Supervised Graph Contrastive Learning for Gene Regulatory Networks
- URL: http://arxiv.org/abs/2505.17786v4
- Date: Thu, 25 Sep 2025 14:44:32 GMT
- Title: Supervised Graph Contrastive Learning for Gene Regulatory Networks
- Authors: Sho Oshima, Yuji Okamoto, Taisei Tosaki, Ryosuke Kojima, Yasushi Okuno,
- Abstract summary: Graph Contrastive Learning (GCL) is a powerful self-supervised learning framework that performs data augmentation through graph perturbations.<n>The artificial perturbations commonly used in GCL, such as node dropping, induce structural changes that can diverge from biological reality.<n>We propose SupGCL, a new GCL method that directly incorporates biological perturbations from gene knockdown experiments as supervision.
- Score: 5.0455825968650725
- License: http://arxiv.org/licenses/nonexclusive-distrib/1.0/
- Abstract: Graph Contrastive Learning (GCL) is a powerful self-supervised learning framework that performs data augmentation through graph perturbations, with growing applications in the analysis of biological networks such as Gene Regulatory Networks (GRNs). The artificial perturbations commonly used in GCL, such as node dropping, induce structural changes that can diverge from biological reality.
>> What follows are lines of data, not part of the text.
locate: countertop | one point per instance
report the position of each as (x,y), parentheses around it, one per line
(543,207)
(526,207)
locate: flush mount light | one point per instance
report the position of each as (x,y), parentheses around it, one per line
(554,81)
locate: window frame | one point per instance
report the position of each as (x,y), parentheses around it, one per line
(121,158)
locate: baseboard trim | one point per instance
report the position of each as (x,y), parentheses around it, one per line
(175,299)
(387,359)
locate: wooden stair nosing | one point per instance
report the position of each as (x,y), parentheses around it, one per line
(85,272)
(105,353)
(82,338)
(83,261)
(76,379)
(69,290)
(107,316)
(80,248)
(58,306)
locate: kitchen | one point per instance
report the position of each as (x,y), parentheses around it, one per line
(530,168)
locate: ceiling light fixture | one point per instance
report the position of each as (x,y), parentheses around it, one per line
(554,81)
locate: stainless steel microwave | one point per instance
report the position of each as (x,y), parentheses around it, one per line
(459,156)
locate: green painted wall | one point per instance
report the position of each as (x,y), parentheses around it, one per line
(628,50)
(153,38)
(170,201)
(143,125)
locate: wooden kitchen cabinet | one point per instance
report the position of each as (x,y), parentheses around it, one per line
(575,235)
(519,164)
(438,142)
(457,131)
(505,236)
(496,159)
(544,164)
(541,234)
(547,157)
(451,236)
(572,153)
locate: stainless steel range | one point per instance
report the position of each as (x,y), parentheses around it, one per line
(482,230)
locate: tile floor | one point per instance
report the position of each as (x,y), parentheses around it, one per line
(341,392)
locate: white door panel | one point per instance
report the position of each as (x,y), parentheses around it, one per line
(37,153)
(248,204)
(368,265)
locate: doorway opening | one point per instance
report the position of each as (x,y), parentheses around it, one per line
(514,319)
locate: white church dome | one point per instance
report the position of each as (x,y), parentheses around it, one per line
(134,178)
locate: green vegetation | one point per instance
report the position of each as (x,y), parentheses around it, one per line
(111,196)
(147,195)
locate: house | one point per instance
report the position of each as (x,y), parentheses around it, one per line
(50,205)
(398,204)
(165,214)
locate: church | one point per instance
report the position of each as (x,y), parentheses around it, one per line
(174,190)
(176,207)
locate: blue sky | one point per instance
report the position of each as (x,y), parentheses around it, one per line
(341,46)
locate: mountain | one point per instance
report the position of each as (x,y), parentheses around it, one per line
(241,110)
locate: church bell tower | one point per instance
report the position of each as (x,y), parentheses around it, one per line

This concern has contributed to a broader trend in graph representation learning toward augmentation-free methods, which view such structural changes as problematic and to be avoided. However, this trend overlooks the fundamental insight that structural changes from biologically meaningful perturbations are not a problem to be avoided but a rich source of information, thereby ignoring the valuable opportunity to leverage data from real biological experiments. Motivated by this insight, we propose SupGCL (Supervised Graph Contrastive Learning), a new GCL method for GRNs that directly incorporates biological perturbations from gene knockdown experiments as supervision. SupGCL is a probabilistic formulation that continuously generalizes conventional GCL, linking artificial augmentations with real perturbations measured in knockdown experiments and using the latter as explicit supervisory signals. To assess effectiveness, we train GRN representations with SupGCL and evaluate their performance on downstream tasks. The evaluation includes both node-level tasks, such as gene function classification, and graph-level tasks on patient-specific GRNs, such as patient survival hazard prediction. Across 13 tasks built from GRN datasets derived from patients with three cancer types, SupGCL consistently outperforms state-of-the-art baselines.